Several important findings are summarized. First, there existed culturally-mixed four profiles of SRL learners: High Profile (all high indicators), Metacognitive Profile (in-between, optimal metacognition), Cognitive Profile (in-between, optimal cognition), and Low Profile (all low).

Second, ICT factors impacted adolescents’ digital reading and well-being differently, which also varied across cultures. Generally, ICT availability at home was culturally invariantly detrimental to digital reading, but not to well-being, with Western students even showing benefits. Home ICT use for social entertainment and schoolwork exerted no effects or no substantial harm on digital reading or well-being. Interest, perceived competence and autonomy in ICT positively, while enjoyment of social interactions in/about ICT negatively, predicted digital reading; while the other three attitudes impacted well-being differently, perceived competence in ICT showed culturally general benefits, especially for the West.

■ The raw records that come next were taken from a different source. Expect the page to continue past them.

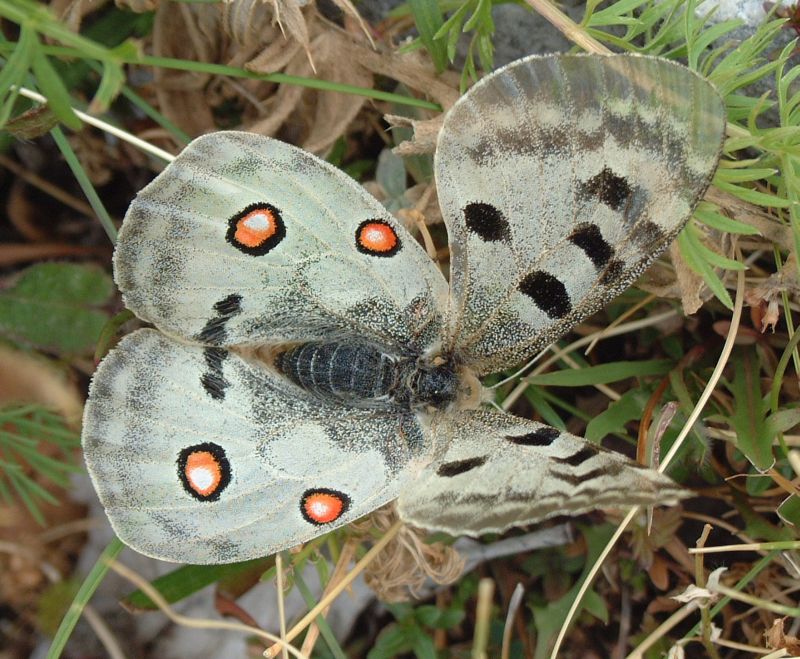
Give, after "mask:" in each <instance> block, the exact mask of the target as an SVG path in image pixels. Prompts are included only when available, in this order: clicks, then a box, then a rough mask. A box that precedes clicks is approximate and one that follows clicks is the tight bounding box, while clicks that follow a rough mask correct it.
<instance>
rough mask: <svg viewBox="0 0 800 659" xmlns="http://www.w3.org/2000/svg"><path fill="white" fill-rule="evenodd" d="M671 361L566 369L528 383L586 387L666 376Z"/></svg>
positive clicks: (534, 380)
mask: <svg viewBox="0 0 800 659" xmlns="http://www.w3.org/2000/svg"><path fill="white" fill-rule="evenodd" d="M672 365H673V363H672V360H670V359H651V360H649V361H641V362H611V363H608V364H599V365H597V366H589V367H587V368H578V369H564V370H563V371H555V372H553V373H543V374H541V375H533V376H531V377H529V378H527V382H529V383H530V384H535V385H538V386H551V387H585V386H587V385H593V384H606V383H608V382H618V381H619V380H625V379H627V378H635V377H644V376H647V375H664V374H666V373H669V371H670V369H671V368H672Z"/></svg>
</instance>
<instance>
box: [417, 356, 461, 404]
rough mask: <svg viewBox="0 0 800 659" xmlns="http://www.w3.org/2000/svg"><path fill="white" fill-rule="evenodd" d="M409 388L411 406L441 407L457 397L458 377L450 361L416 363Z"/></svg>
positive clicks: (457, 392) (458, 385)
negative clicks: (443, 361) (415, 365)
mask: <svg viewBox="0 0 800 659" xmlns="http://www.w3.org/2000/svg"><path fill="white" fill-rule="evenodd" d="M410 389H411V391H412V392H413V396H412V405H413V406H415V407H416V406H433V407H436V408H438V409H442V408H445V407H447V406H448V405H450V403H453V402H455V400H456V399H457V398H458V394H459V389H460V378H459V376H458V372H457V371H456V369H455V368H453V365H452V364H451V363H450V362H445V363H444V364H430V365H428V364H418V365H417V368H416V369H415V370H414V372H413V373H412V375H411V382H410Z"/></svg>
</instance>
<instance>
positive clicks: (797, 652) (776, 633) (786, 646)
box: [764, 618, 800, 657]
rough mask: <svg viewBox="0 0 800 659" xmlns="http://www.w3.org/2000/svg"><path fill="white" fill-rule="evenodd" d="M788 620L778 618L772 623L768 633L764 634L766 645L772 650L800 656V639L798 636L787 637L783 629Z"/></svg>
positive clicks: (792, 654)
mask: <svg viewBox="0 0 800 659" xmlns="http://www.w3.org/2000/svg"><path fill="white" fill-rule="evenodd" d="M785 624H786V618H778V619H777V620H775V621H774V622H773V623H772V627H770V628H769V629H768V630H767V631H765V632H764V639H765V641H766V645H767V647H768V648H769V649H770V650H780V649H784V650H786V651H787V652H788V653H789V654H790V655H791V656H793V657H797V656H800V639H799V638H797V636H787V635H786V634H785V633H784V631H783V628H784V626H785Z"/></svg>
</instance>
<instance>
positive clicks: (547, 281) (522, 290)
mask: <svg viewBox="0 0 800 659" xmlns="http://www.w3.org/2000/svg"><path fill="white" fill-rule="evenodd" d="M519 290H520V292H521V293H522V294H523V295H527V296H528V297H529V298H530V299H531V300H532V301H533V303H534V304H535V305H536V306H537V307H539V308H540V309H541V310H542V311H544V312H545V313H546V314H547V315H548V316H549V317H550V318H563V317H564V316H566V315H567V314H568V313H569V312H570V311H571V310H572V303H571V302H570V299H569V293H567V288H566V286H564V284H563V283H561V281H560V280H558V279H557V278H556V277H554V276H553V275H551V274H550V273H549V272H545V271H544V270H535V271H534V272H530V273H528V274H527V275H525V277H523V279H522V281H521V282H520V283H519Z"/></svg>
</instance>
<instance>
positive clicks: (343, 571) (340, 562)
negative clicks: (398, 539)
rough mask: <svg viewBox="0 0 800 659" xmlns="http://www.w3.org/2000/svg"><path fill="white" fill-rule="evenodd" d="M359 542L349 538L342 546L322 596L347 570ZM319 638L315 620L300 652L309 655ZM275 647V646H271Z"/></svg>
mask: <svg viewBox="0 0 800 659" xmlns="http://www.w3.org/2000/svg"><path fill="white" fill-rule="evenodd" d="M358 545H359V542H358V540H356V539H355V538H351V539H349V540H348V541H347V542H346V543H345V545H344V547H343V548H342V551H341V553H340V554H339V560H338V562H337V563H336V567H335V568H334V570H333V574H332V575H331V578H330V580H329V581H328V585H327V586H325V590H323V591H322V597H325V596H326V595H327V594H328V593H329V592H331V590H333V588H334V587H335V586H336V584H338V583H339V581H341V580H342V579H343V578H344V575H345V571H346V570H347V566H348V565H350V562H351V561H352V560H353V557H354V556H355V554H356V548H357V547H358ZM329 610H330V607H327V608H326V609H325V610H324V611H323V612H322V613H321V614H320V615H321V616H322V617H323V618H324V617H325V616H327V615H328V611H329ZM318 638H319V626H318V625H317V623H316V622H314V623H312V624H311V625H309V627H308V632H307V633H306V637H305V639H304V640H303V646H302V647H301V648H300V652H302V653H303V654H305V655H308V656H309V657H310V656H311V653H312V652H313V651H314V645H315V644H316V642H317V639H318ZM274 649H277V648H273V650H274Z"/></svg>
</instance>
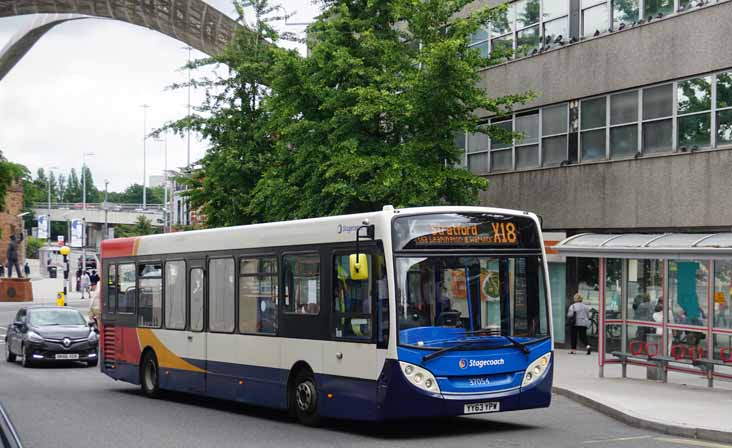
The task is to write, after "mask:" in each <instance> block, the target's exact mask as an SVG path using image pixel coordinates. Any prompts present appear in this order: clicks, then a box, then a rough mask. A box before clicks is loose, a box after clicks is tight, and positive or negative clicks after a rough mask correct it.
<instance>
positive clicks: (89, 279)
mask: <svg viewBox="0 0 732 448" xmlns="http://www.w3.org/2000/svg"><path fill="white" fill-rule="evenodd" d="M90 287H91V279H90V278H89V273H88V272H87V271H84V273H83V274H81V298H82V299H85V298H86V297H89V298H91V292H90V291H89V288H90ZM85 295H86V297H85Z"/></svg>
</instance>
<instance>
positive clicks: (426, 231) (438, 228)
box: [394, 213, 540, 250]
mask: <svg viewBox="0 0 732 448" xmlns="http://www.w3.org/2000/svg"><path fill="white" fill-rule="evenodd" d="M537 236H538V231H537V228H536V224H535V222H534V221H533V220H532V219H531V218H529V217H522V216H499V215H489V214H466V213H447V214H439V215H417V216H404V217H400V218H397V219H396V220H395V221H394V237H395V243H396V244H395V246H396V248H397V250H399V249H407V250H409V249H449V248H475V249H485V248H505V249H510V248H540V245H539V243H538V238H537Z"/></svg>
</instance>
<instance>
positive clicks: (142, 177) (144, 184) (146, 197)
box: [140, 104, 150, 210]
mask: <svg viewBox="0 0 732 448" xmlns="http://www.w3.org/2000/svg"><path fill="white" fill-rule="evenodd" d="M140 107H142V111H143V113H142V209H143V210H145V208H147V189H146V188H145V186H146V185H147V110H148V109H149V108H150V106H148V105H147V104H143V105H142V106H140Z"/></svg>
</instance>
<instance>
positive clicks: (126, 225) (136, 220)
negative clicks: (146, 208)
mask: <svg viewBox="0 0 732 448" xmlns="http://www.w3.org/2000/svg"><path fill="white" fill-rule="evenodd" d="M159 232H160V229H159V228H156V227H153V225H152V222H151V221H150V220H149V219H147V218H146V217H144V216H142V215H140V216H138V217H137V220H136V222H135V223H134V224H130V225H121V226H117V227H116V228H115V231H114V236H115V237H117V238H124V237H130V236H143V235H152V234H155V233H159Z"/></svg>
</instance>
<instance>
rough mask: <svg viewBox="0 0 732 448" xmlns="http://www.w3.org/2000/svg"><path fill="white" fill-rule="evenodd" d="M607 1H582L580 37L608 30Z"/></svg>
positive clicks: (584, 36) (603, 31) (607, 10)
mask: <svg viewBox="0 0 732 448" xmlns="http://www.w3.org/2000/svg"><path fill="white" fill-rule="evenodd" d="M609 17H610V15H609V14H608V10H607V0H582V37H590V36H593V35H594V34H595V33H596V32H598V31H599V32H601V33H602V32H605V31H606V30H607V29H608V28H610V20H609Z"/></svg>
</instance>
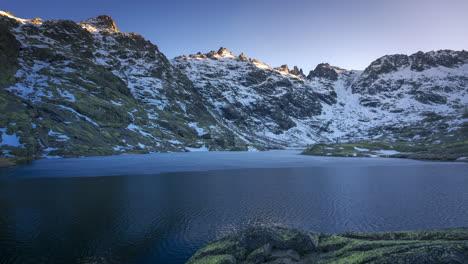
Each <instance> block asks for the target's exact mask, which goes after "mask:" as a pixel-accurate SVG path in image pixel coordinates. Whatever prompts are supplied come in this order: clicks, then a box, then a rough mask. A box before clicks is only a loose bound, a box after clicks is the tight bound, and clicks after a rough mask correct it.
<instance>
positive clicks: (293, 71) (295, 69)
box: [289, 66, 305, 77]
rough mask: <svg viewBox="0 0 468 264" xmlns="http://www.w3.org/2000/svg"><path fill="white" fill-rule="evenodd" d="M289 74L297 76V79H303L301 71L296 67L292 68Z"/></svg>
mask: <svg viewBox="0 0 468 264" xmlns="http://www.w3.org/2000/svg"><path fill="white" fill-rule="evenodd" d="M289 73H291V74H294V75H296V76H299V77H304V76H305V75H304V72H303V71H302V69H300V68H299V67H297V66H294V67H293V69H292V70H290V71H289Z"/></svg>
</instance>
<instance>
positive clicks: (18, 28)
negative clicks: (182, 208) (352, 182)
mask: <svg viewBox="0 0 468 264" xmlns="http://www.w3.org/2000/svg"><path fill="white" fill-rule="evenodd" d="M0 30H1V31H2V32H3V33H4V34H2V37H1V38H0V47H3V50H4V52H5V54H7V56H3V57H1V56H0V62H1V64H0V65H3V66H0V67H3V68H2V71H1V73H0V101H2V102H6V103H4V104H3V105H2V106H1V107H2V111H3V112H2V113H1V114H0V129H1V131H2V141H1V142H0V149H1V151H2V153H3V154H2V155H4V156H38V157H50V156H65V157H69V156H87V155H111V154H118V153H134V152H137V153H147V152H153V151H194V150H248V149H250V150H254V149H263V148H284V147H291V146H295V147H297V146H302V147H305V146H306V145H309V144H314V143H317V142H336V141H352V140H362V139H374V138H375V139H377V138H378V139H381V140H387V141H396V140H405V141H408V140H415V141H420V140H427V141H428V142H429V143H430V142H436V141H437V140H452V141H453V140H454V139H453V137H455V138H457V137H458V138H460V140H464V139H465V138H466V131H465V130H464V129H465V128H464V127H465V126H466V125H465V123H466V118H464V117H463V116H464V113H465V112H464V111H467V110H466V106H467V105H468V92H467V90H468V77H467V76H468V54H467V52H466V51H464V50H463V51H449V50H441V51H433V52H427V53H422V52H418V53H415V54H412V55H386V56H383V57H381V58H379V59H377V60H375V61H374V62H372V63H371V64H370V65H369V66H368V67H367V68H366V69H365V70H364V71H355V70H345V69H341V68H339V67H335V66H330V65H329V64H327V63H322V64H319V65H317V67H316V68H315V69H314V70H313V71H311V72H310V73H309V74H308V75H307V76H306V75H305V74H304V73H303V71H302V69H299V67H297V66H293V67H292V70H290V69H289V67H288V66H287V65H282V66H280V67H276V68H275V67H271V66H269V65H267V64H265V63H263V62H261V61H259V60H256V59H251V58H248V57H247V56H246V55H245V54H244V53H241V54H240V55H238V56H236V55H234V54H233V53H232V52H231V51H229V50H228V49H226V48H223V47H221V48H220V49H219V50H218V51H211V52H208V53H204V54H202V53H201V52H199V53H197V54H192V55H181V56H178V57H175V58H173V59H171V60H169V59H167V58H166V57H165V56H164V54H163V53H162V52H161V51H159V48H158V47H157V46H156V45H155V44H152V43H151V42H150V41H148V40H145V39H144V38H143V37H142V36H140V35H138V34H136V33H123V32H120V31H119V30H118V28H117V25H116V23H115V21H114V20H112V18H110V17H109V16H105V15H102V16H98V17H96V18H90V19H85V20H83V21H80V22H73V21H69V20H48V21H43V20H41V19H38V18H37V19H20V18H16V17H14V16H13V15H11V13H7V12H3V11H2V12H0ZM20 113H21V114H20ZM429 116H431V118H429ZM434 117H438V118H434ZM431 120H432V121H431ZM450 134H453V135H452V139H450V138H449V137H447V135H450ZM11 140H13V142H10V141H11ZM7 141H8V142H7Z"/></svg>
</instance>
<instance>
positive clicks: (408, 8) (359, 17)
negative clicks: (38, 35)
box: [0, 0, 468, 73]
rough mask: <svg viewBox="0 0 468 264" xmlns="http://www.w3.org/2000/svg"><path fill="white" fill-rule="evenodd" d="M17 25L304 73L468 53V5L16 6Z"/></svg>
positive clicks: (291, 2)
mask: <svg viewBox="0 0 468 264" xmlns="http://www.w3.org/2000/svg"><path fill="white" fill-rule="evenodd" d="M2 2H3V3H2V4H0V10H6V11H10V12H12V13H13V14H14V15H15V16H17V17H20V18H34V17H40V18H42V19H44V20H47V19H71V20H74V21H80V20H83V19H86V18H90V17H95V16H98V15H102V14H106V15H109V16H111V17H112V18H113V19H114V20H115V21H116V24H117V27H118V28H119V30H120V31H122V32H127V33H129V32H136V33H138V34H140V35H142V36H144V37H145V38H146V39H148V40H150V41H151V42H152V43H154V44H156V45H158V47H159V49H160V50H161V51H162V52H163V53H164V54H165V55H166V56H167V57H168V58H169V59H171V58H173V57H175V56H179V55H188V54H194V53H197V52H199V51H200V52H202V53H206V52H209V51H211V50H218V49H219V47H225V48H228V49H229V50H231V51H232V52H233V53H234V54H235V55H238V54H240V53H242V52H244V53H245V55H246V56H247V57H250V58H254V59H258V60H260V61H263V62H265V63H267V64H269V65H270V66H272V67H277V66H280V65H282V64H288V65H289V66H290V68H292V66H293V65H297V66H299V67H300V68H303V69H304V72H305V73H308V71H309V70H311V69H314V68H315V66H316V65H317V64H319V63H322V62H327V63H330V64H332V65H335V66H339V67H342V68H345V69H356V70H363V69H365V68H366V67H367V66H368V65H369V64H370V63H371V62H372V61H374V60H375V59H377V58H379V57H381V56H384V55H388V54H412V53H415V52H417V51H420V50H421V51H431V50H439V49H454V50H462V49H464V50H468V0H236V1H222V0H164V1H163V0H131V1H129V0H125V1H124V0H104V1H99V0H80V1H68V0H40V1H38V0H34V1H33V0H21V1H2Z"/></svg>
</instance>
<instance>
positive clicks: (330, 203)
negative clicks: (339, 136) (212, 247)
mask: <svg viewBox="0 0 468 264" xmlns="http://www.w3.org/2000/svg"><path fill="white" fill-rule="evenodd" d="M298 153H299V152H298V151H269V152H257V153H248V152H211V153H209V152H207V153H170V154H150V155H123V156H114V157H90V158H82V159H57V160H40V161H37V162H34V163H33V164H32V165H29V166H24V167H18V168H14V169H1V170H0V263H183V262H184V261H185V260H187V258H188V257H189V256H190V255H191V254H193V253H194V252H195V251H196V250H197V249H198V248H200V247H201V246H203V245H205V244H206V243H208V242H210V241H212V240H214V239H217V238H220V237H222V236H224V235H226V234H228V233H230V232H233V231H236V230H240V229H243V228H246V227H249V226H262V225H280V226H288V227H296V228H302V229H307V230H311V231H320V232H332V233H339V232H345V231H365V232H367V231H372V232H374V231H391V230H420V229H426V228H444V227H460V226H467V223H468V191H467V190H468V164H460V163H436V162H421V161H413V160H399V159H380V158H376V159H369V158H331V157H330V158H323V157H310V156H301V155H298Z"/></svg>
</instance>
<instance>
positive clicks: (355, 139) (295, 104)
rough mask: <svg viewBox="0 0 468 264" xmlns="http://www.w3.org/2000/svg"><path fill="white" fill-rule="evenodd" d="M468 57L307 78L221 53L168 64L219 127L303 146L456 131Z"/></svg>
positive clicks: (466, 70) (377, 66)
mask: <svg viewBox="0 0 468 264" xmlns="http://www.w3.org/2000/svg"><path fill="white" fill-rule="evenodd" d="M467 54H468V52H466V51H459V52H457V51H437V52H428V53H422V52H419V53H416V54H413V55H411V56H406V55H392V56H384V57H382V58H380V59H378V60H376V61H374V62H373V63H372V64H371V65H370V66H369V67H368V68H367V69H365V70H364V71H363V72H361V71H349V70H344V69H341V68H339V67H334V66H330V65H329V64H325V63H323V64H319V65H318V66H317V67H316V68H315V69H314V70H313V71H311V72H310V73H309V74H308V75H307V77H306V76H305V75H304V74H303V73H302V70H298V68H297V67H294V69H295V70H294V71H293V72H292V71H289V70H288V66H287V65H283V66H281V67H279V68H272V67H270V66H268V65H266V64H264V63H262V62H259V61H257V60H253V59H247V58H246V56H245V55H244V54H241V55H239V56H234V55H233V54H232V53H231V52H229V51H228V50H227V49H225V48H221V49H220V50H219V51H218V52H210V53H208V54H200V53H199V54H196V55H190V56H180V57H177V58H175V59H173V60H172V64H173V65H175V66H176V67H177V68H178V69H180V70H181V71H182V72H183V73H185V74H186V75H187V77H188V78H189V79H190V80H191V81H192V82H193V83H194V84H195V86H196V87H197V88H198V89H199V91H200V93H201V94H202V97H203V99H204V102H205V104H206V105H207V108H208V109H210V110H211V112H212V113H213V114H214V115H215V116H217V119H218V120H224V123H225V124H226V126H229V127H231V128H232V129H237V130H238V131H242V133H243V134H244V135H247V136H252V137H253V138H256V139H259V140H260V141H262V142H269V143H270V144H272V143H276V144H279V145H282V146H303V145H305V144H310V143H314V142H317V141H327V140H328V141H341V140H356V139H369V138H381V137H383V138H389V139H392V140H395V139H405V140H410V139H417V138H427V137H428V136H429V135H431V134H434V135H435V134H437V133H443V132H450V131H452V130H454V129H455V130H456V129H457V128H461V127H462V125H463V123H464V122H466V121H467V120H466V119H463V118H462V115H463V114H464V113H465V111H466V109H467V106H468V59H467ZM428 117H429V118H428ZM433 119H437V120H438V121H440V120H442V121H441V122H432V121H435V120H433ZM431 120H432V121H431ZM426 121H431V122H426ZM434 126H435V127H439V126H441V127H439V128H435V127H434ZM405 130H411V131H405ZM428 133H429V134H428Z"/></svg>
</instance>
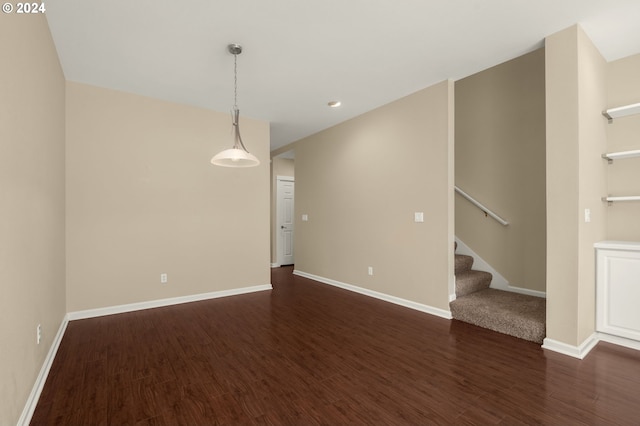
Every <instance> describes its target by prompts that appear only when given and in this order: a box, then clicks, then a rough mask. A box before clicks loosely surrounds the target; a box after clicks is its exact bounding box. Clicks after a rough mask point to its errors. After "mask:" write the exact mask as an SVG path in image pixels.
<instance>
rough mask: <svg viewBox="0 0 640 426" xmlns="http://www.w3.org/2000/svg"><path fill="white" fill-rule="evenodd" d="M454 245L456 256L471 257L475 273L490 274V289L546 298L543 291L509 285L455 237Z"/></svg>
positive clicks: (544, 292) (476, 255)
mask: <svg viewBox="0 0 640 426" xmlns="http://www.w3.org/2000/svg"><path fill="white" fill-rule="evenodd" d="M456 243H458V249H457V250H456V253H457V254H465V255H467V256H472V257H473V269H475V270H477V271H485V272H489V273H491V275H493V278H492V279H491V286H490V287H491V288H495V289H497V290H504V291H511V292H513V293H520V294H526V295H529V296H536V297H543V298H546V297H547V293H545V292H544V291H538V290H529V289H528V288H522V287H515V286H512V285H510V284H509V281H507V279H506V278H505V277H503V276H502V275H501V274H500V273H499V272H498V271H496V270H495V269H493V267H492V266H491V265H489V264H488V263H487V262H486V261H485V260H484V259H482V258H481V257H480V256H478V254H477V253H476V252H474V251H473V250H471V248H470V247H469V246H468V245H466V244H465V243H464V242H462V241H461V240H460V239H458V237H456Z"/></svg>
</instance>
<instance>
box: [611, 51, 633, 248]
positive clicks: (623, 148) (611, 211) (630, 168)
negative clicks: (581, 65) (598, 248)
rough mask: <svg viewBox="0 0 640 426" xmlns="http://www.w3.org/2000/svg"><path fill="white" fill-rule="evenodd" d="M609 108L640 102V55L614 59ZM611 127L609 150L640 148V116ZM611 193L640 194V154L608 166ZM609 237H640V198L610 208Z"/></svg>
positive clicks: (615, 161) (612, 238)
mask: <svg viewBox="0 0 640 426" xmlns="http://www.w3.org/2000/svg"><path fill="white" fill-rule="evenodd" d="M607 76H608V78H607V88H608V92H607V95H608V99H607V105H606V107H607V108H613V107H618V106H623V105H629V104H635V103H638V102H640V78H638V76H640V55H634V56H630V57H628V58H624V59H620V60H618V61H614V62H611V63H610V64H609V66H608V74H607ZM606 127H607V151H608V152H616V151H629V150H637V149H640V137H639V135H640V116H638V115H636V116H630V117H624V118H619V119H616V120H614V121H613V123H611V124H609V125H607V126H606ZM607 174H608V178H609V188H608V191H607V192H608V194H611V195H619V196H622V195H640V158H630V159H625V160H616V161H614V162H613V164H611V165H610V166H608V167H607ZM607 212H608V225H607V239H610V240H623V241H640V220H638V218H639V217H640V202H637V201H634V202H628V203H614V204H613V205H612V206H611V207H609V208H608V209H607Z"/></svg>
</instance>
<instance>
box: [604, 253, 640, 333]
mask: <svg viewBox="0 0 640 426" xmlns="http://www.w3.org/2000/svg"><path fill="white" fill-rule="evenodd" d="M595 248H596V263H597V266H596V267H597V281H596V330H597V331H599V332H601V333H607V334H610V335H613V336H618V337H624V338H626V339H632V340H636V341H640V243H635V242H626V241H603V242H600V243H597V244H595Z"/></svg>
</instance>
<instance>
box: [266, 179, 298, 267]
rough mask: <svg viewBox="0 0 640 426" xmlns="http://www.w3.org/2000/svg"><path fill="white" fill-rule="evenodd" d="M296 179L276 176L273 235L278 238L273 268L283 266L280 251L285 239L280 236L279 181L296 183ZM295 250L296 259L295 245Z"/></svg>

Third, the influential patterns differed across types of SRL learners. It was the relatively weaker SRL learners in the East but the stronger SRL learners in the West that were particularly susceptible to the influences, either in a favorable or detrimental way.

Fourth, the cognitive, eudemonic, emotional and social dimensions of adolescents’ well-being were all affected by ICT factors, without recurring bias in patterns.

Several feasible implications could be drawn from the current study. For one, considering that many ICT factors such as home ICT resources affected student learning and well-being differently, it is advisable for parents to strictly monitor their children’s Internet use (e.g., intensity, devices and services) as well as to guide them for more meaningful and conducive activities, so as to maximize the benefits of technologies. Next, the schools and teachers should place heightened value on ICT-integrated extracurricular learning by meticulously designing sessions and assignments, and also improving students’ digital competence, as a promising avenue to enhance students’ academic and mental well-being. Policymakers should consider investing in programs that enhance students’ digital competence and now also artificial intelligence capabilities, ensuring that they develop the necessary skills to navigate and utilize technology effectively. Integrating digital/artificial intelligence literacy into the curriculum and providing professional development opportunities for teachers can be crucial steps in this direction. More importantly, since students demonstrated distinct within-individual configurations of (meta-)cognition and motivation, subgroup-specific tailored interventions for learning/well-being would be more effective than one-size-fits-all schemes.

This study possesses several limitations that should be acknowledged. Firstly, the inclusion of composite measures of ICT use may have obscured the specific trends and nuances of different types of ICT activities. Subsequent research endeavors could consider delineating various activities and also collecting objective measures, such as log data from digital devices, to provide a more comprehensive understanding of ICT use patterns. Secondly, the study’s sample was limited to only two territories, which may constrain the generalizability of the results to other cultural contexts. Future efforts should involve the inclusion of additional countries or regions to achieve more robust and diverse conclusions regarding the relationship between ICT factors and educational outcomes. Furthermore, the utilization of cross-sectional data in the study precludes making causal inferences. To better comprehend the complex dynamics at play, future research could adopt multi-method approaches, such as experimental designs and longitudinal tracking, to examine the causal effects and temporal relationships between ICT use, student outcomes, and well-being.